Think about it. If Saint-Exupery is correct about us seeking out our desires under the guise that they are in some way responsible for our happiness, then let us go a bit deeper into that and consider the words of St. Augustine who said, “What you are must always displease you, if you would attain to that which you are not.” Most people avoid this by claiming that if something is truly a calling then it is in fact what you are rather than a goal toward what you are not. I agree with this viewpoint, but would ask you to consider that if our calling is in fact divinely inspired, and if we generally believe the divine to be something much more significant than our own individuality but instead an entity which has the soul/sole purpose of creating a place where we can reside confidently in the purest love, compassion, forgiveness, peace etc. then does it not make sense that rather than pursuing our calling as if that is what will make us happy we should pursue the creation of this divine love for all through our calling? I submit that we have the formula backward. Our calling is not here for us to pursue our own individual happiness as much as it is here for us to serve the greater good and create an overall happiness for all humanity. If our calling is truly inspired by the divine and spoken to us through our own inner voice then how could it be anything less than a service with its full intent toward the greater good?

For this reason, I do not believe that we should approach our callings in a way that serves only ourselves as individuals or that blinds in a way that leaves us seeing those things which we already have in our lives as obstacles at worst and as something to take for granted at best. I would urge individuals to pursue their callings in a way that allows them to truly see others around them in a way that recognizes all life as one bigger whole. I would urge individuals to pursue their calling while at the same time being grateful and showing that they are grateful for that which they already have in their lives by honoring those things and people in a more outward way. I believe that if this focus on our calling had a better balance between those things within ourselves and those things outside of ourselves we would much more readily keep within a deeper understanding that our purpose or calling is not there simply to change our own world but to literally change THE world. By focusing on the calling and its purpose toward the greater good rather than focusing on the calling and how it makes us as an individual happy it opens us up to focus on a deeper level to better knowing our true self.

It only makes sense that we should as individuals focus more deeply toward knowing the deeper ‘self’. In the end, only when you know and recognize yourself in such a way as to realize that ‘self’ is a part of something bigger and in turn operate from unconditional love, compassion, understanding and forgiveness for all living beings and completely without ego – only then – will your calling begin to actually have meaning as opposed to being nothing more than that deep passion and obsession in which you strive so heavily toward that you forget the greater good and opt instead to serve the good of your own ego.
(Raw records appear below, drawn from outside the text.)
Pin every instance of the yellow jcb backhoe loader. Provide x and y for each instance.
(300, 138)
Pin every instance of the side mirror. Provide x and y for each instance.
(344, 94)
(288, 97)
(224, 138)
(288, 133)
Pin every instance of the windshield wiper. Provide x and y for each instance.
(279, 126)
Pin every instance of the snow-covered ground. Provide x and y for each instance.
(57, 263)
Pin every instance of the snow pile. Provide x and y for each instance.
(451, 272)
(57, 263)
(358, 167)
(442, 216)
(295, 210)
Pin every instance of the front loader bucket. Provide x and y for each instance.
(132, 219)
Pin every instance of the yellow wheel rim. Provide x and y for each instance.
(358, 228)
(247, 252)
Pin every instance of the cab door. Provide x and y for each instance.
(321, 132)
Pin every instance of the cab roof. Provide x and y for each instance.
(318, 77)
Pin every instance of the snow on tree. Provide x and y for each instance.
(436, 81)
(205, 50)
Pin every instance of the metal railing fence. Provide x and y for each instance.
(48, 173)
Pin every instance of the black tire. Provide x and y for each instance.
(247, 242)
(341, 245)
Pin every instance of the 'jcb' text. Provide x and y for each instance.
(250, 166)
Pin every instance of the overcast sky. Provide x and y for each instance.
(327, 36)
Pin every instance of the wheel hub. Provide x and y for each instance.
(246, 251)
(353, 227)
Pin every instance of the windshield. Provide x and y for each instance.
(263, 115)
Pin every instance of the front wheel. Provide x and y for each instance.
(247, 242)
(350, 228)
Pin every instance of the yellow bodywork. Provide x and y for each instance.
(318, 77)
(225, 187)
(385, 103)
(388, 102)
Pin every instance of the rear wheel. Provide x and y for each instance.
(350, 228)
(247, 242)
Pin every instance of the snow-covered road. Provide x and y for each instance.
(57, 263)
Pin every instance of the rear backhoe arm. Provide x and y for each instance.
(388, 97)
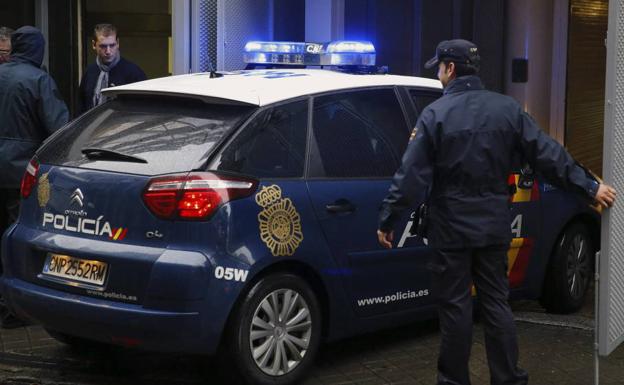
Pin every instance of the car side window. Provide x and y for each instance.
(422, 99)
(272, 145)
(357, 134)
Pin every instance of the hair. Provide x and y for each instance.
(5, 33)
(104, 29)
(462, 69)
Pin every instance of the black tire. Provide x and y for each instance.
(279, 288)
(569, 271)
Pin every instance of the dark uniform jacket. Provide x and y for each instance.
(461, 153)
(31, 107)
(124, 72)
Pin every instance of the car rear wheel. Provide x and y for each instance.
(569, 271)
(276, 331)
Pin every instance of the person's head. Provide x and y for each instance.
(105, 42)
(5, 43)
(27, 46)
(455, 58)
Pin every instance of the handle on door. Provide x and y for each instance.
(340, 206)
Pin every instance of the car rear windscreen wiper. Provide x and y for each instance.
(100, 153)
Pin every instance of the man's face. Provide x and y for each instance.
(445, 72)
(5, 50)
(106, 47)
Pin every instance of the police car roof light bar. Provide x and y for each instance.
(336, 53)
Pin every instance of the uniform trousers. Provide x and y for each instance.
(454, 270)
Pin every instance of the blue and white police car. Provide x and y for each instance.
(236, 213)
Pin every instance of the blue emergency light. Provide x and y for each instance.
(336, 53)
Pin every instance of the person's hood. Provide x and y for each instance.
(27, 46)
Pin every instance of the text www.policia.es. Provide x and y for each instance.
(398, 296)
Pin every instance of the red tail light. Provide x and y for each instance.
(30, 178)
(194, 196)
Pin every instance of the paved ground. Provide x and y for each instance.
(553, 349)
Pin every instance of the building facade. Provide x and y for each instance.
(548, 54)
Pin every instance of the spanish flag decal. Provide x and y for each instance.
(518, 258)
(118, 234)
(523, 195)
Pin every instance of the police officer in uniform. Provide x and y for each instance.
(461, 151)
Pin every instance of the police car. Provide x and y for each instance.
(236, 213)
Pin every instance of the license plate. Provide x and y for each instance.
(75, 269)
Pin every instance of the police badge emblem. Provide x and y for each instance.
(43, 190)
(280, 224)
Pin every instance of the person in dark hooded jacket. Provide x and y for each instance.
(31, 108)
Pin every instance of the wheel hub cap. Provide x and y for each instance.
(280, 332)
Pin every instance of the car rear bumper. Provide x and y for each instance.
(109, 321)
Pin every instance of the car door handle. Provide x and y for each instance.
(340, 206)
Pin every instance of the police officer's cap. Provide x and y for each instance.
(458, 51)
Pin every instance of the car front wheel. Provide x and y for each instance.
(570, 271)
(276, 331)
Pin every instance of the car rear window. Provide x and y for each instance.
(170, 134)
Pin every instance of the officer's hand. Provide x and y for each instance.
(385, 239)
(605, 195)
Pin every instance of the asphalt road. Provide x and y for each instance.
(553, 349)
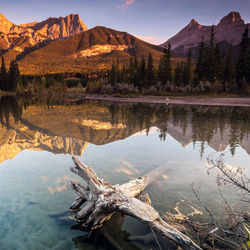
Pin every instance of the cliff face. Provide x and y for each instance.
(19, 37)
(229, 30)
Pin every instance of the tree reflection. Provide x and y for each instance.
(201, 125)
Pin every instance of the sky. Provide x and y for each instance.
(152, 20)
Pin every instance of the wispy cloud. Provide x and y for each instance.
(151, 39)
(126, 4)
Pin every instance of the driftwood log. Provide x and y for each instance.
(103, 200)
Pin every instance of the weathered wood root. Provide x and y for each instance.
(104, 200)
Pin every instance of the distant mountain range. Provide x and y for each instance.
(227, 32)
(65, 43)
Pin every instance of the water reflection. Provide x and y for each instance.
(39, 135)
(67, 126)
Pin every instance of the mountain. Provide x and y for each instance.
(94, 49)
(227, 32)
(14, 39)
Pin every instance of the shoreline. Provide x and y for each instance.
(216, 101)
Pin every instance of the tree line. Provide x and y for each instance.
(213, 70)
(10, 81)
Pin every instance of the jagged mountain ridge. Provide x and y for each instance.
(16, 38)
(227, 32)
(97, 47)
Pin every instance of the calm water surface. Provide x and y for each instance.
(170, 144)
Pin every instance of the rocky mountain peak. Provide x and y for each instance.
(5, 24)
(193, 24)
(233, 18)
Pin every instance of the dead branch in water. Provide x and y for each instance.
(104, 200)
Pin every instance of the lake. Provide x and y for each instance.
(120, 141)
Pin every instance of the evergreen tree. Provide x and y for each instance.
(199, 69)
(14, 75)
(229, 67)
(165, 67)
(243, 63)
(4, 79)
(178, 74)
(142, 73)
(113, 75)
(150, 71)
(187, 71)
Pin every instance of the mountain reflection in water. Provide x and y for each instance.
(67, 126)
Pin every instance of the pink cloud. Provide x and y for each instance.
(126, 4)
(151, 39)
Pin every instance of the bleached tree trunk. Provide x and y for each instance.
(103, 200)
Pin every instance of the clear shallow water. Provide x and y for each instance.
(120, 142)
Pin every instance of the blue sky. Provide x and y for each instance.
(152, 20)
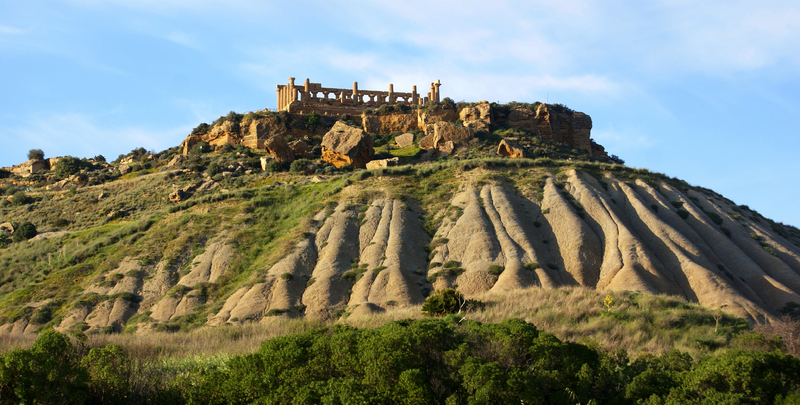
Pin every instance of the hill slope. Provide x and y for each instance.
(241, 245)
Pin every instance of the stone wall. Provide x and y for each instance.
(313, 97)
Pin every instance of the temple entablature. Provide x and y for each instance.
(312, 97)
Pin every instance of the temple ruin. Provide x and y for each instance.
(312, 97)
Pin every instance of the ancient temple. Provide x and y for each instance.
(312, 97)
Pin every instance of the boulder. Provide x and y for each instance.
(509, 147)
(426, 142)
(427, 119)
(177, 196)
(25, 169)
(444, 132)
(344, 145)
(279, 148)
(8, 226)
(404, 140)
(375, 164)
(176, 161)
(477, 117)
(522, 118)
(309, 169)
(300, 148)
(386, 124)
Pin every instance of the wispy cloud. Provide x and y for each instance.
(183, 39)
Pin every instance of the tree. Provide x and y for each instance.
(35, 154)
(24, 232)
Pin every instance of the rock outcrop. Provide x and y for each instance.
(377, 164)
(404, 140)
(509, 147)
(448, 136)
(477, 117)
(345, 145)
(389, 123)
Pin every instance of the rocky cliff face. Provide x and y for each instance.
(570, 229)
(558, 124)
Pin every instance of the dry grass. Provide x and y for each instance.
(636, 323)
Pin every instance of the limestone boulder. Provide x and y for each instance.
(404, 140)
(444, 132)
(509, 147)
(387, 124)
(176, 161)
(344, 145)
(427, 119)
(279, 148)
(300, 148)
(25, 169)
(376, 164)
(477, 117)
(522, 118)
(177, 196)
(426, 142)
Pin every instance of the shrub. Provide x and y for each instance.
(443, 302)
(19, 198)
(298, 165)
(67, 166)
(25, 231)
(200, 148)
(35, 154)
(213, 169)
(201, 129)
(273, 166)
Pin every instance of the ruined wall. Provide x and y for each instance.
(313, 97)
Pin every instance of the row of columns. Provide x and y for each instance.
(289, 93)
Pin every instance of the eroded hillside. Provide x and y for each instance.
(374, 240)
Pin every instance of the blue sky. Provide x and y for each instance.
(707, 91)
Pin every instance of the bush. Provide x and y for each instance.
(24, 232)
(35, 154)
(200, 148)
(212, 169)
(48, 373)
(443, 302)
(297, 165)
(19, 198)
(67, 166)
(273, 166)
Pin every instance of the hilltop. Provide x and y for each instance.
(260, 216)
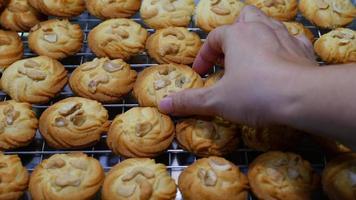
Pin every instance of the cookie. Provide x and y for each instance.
(174, 45)
(14, 177)
(103, 80)
(213, 178)
(283, 10)
(138, 178)
(18, 124)
(57, 8)
(270, 138)
(113, 8)
(140, 132)
(210, 14)
(339, 177)
(156, 82)
(166, 13)
(66, 176)
(207, 137)
(11, 48)
(34, 80)
(297, 29)
(328, 13)
(56, 38)
(337, 46)
(20, 16)
(279, 175)
(117, 38)
(213, 78)
(74, 122)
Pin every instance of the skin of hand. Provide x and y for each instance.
(270, 77)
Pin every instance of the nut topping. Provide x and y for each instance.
(138, 171)
(112, 67)
(143, 129)
(50, 37)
By doing this, you lower the vibration of the planet rather than raising it as your dreams and aspiration blind you and keep you from seeing, loving and being grateful for that which is right in front of you and that connection to God in which one can only truly connect to when their ego dies and they begin to see the divine light contained in all life on this planet coming to rest in the final recognition that we truly are all one just as individual cells in the body all come together to serve the whole of the larger body. It then becomes not about competition but instead about the concept that if each one up brings one up we can all rise to the highest heights together and that we as the whole of life are only as strong as our weakest link.